In February Randox Testing Services, which is part of the Northern Ireland-based Randox Laboratories group, said it was treating the matter with the 'utmost seriousness'.

The laboratory is used by police forces across the UK to analyse samples used in prosecutions.

At the time, police chiefs said 484 cases handled by the firm since November 2015 could be affected.

But investigators are now looking into alleged manipulation of data from toxicology testing carried out by the company from 2014.

According to reports, initial retesting of samples still held has shown broadly the same results as presented in court cases.

But it is understood that 10pc of samples are no longer held and cannot be retested, and therefore can no longer be relied on.

Experts say much could depend on how crucial the toxicology test results were in the prosecution case.

And while it is unlikely that the outcome of a murder case would hinge on a drug test, it could have an impact on rape cases if drugs were suspected to be involved.

The Guardian reported that some sources believed a small number of serious cases may end up being referred to the court of appeal.

But these would be cases where the original sample tests cannot be found and retested.

The alleged manipulation relates to data describing the findings of the test samples, as opposed to the interfering with the samples themselves, police said.

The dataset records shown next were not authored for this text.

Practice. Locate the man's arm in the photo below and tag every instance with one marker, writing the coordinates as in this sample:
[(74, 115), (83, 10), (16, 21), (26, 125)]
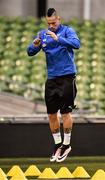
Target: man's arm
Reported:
[(34, 47), (71, 39)]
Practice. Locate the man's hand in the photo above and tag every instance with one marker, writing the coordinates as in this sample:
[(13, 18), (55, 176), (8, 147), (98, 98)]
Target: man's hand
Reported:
[(52, 34), (36, 42)]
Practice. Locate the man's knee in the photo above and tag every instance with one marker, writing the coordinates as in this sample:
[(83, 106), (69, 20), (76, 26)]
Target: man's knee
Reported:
[(52, 117)]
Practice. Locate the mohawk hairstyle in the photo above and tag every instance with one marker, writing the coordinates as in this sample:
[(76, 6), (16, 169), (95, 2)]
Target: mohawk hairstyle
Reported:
[(51, 12)]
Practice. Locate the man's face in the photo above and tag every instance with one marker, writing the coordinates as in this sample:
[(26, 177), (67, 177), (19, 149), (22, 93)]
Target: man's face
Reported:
[(53, 22)]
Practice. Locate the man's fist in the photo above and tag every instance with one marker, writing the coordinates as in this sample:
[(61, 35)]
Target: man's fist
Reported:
[(52, 34), (36, 42)]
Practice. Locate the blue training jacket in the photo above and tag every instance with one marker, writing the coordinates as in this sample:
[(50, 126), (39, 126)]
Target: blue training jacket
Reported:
[(59, 54)]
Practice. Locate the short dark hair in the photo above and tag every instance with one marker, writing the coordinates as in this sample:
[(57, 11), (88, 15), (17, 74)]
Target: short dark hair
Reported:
[(51, 12)]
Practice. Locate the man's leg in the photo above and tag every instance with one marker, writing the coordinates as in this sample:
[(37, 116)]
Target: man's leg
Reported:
[(67, 126), (55, 129)]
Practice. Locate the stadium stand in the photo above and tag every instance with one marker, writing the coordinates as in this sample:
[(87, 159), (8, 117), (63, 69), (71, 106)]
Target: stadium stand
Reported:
[(25, 76)]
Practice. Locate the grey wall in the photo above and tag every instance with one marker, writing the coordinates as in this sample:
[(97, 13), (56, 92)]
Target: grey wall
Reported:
[(18, 7), (67, 8)]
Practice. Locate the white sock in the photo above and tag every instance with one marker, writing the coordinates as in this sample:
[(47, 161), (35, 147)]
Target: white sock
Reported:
[(57, 137), (67, 138)]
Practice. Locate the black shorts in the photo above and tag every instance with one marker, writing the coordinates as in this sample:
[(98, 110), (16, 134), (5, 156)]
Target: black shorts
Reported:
[(60, 94)]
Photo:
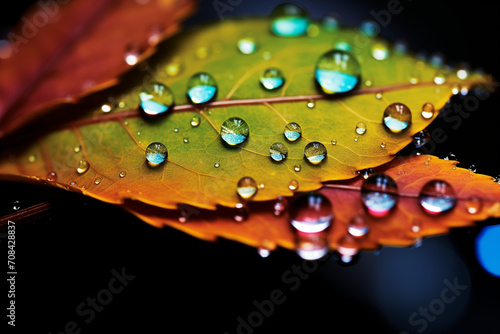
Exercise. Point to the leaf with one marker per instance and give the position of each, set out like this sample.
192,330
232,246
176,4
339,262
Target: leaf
113,143
79,49
402,227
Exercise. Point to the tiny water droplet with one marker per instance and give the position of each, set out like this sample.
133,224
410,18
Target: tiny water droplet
289,20
358,226
337,71
278,151
361,128
292,131
437,197
280,205
427,111
247,45
247,187
380,50
195,121
397,117
293,185
155,99
473,205
201,88
156,153
83,166
52,177
272,78
421,138
234,131
315,152
379,194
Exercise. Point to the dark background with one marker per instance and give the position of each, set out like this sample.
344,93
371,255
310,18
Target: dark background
186,285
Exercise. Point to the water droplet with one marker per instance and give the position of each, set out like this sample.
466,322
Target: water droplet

Some cases have been adjourned while samples are reexamined, and priority is being given to cases that are about to come to court.

Randox said its accreditation for liquid chromatography mass-spectrometry testing, a common method used in drug toxicology testing, had been suspended at its laboratory in Manchester and in Crumlin, Northern Ireland.

A spokesman said: 'We regret the concerns that these developments will inevitably cause.

'We are taking all possible responsible actions to allay them.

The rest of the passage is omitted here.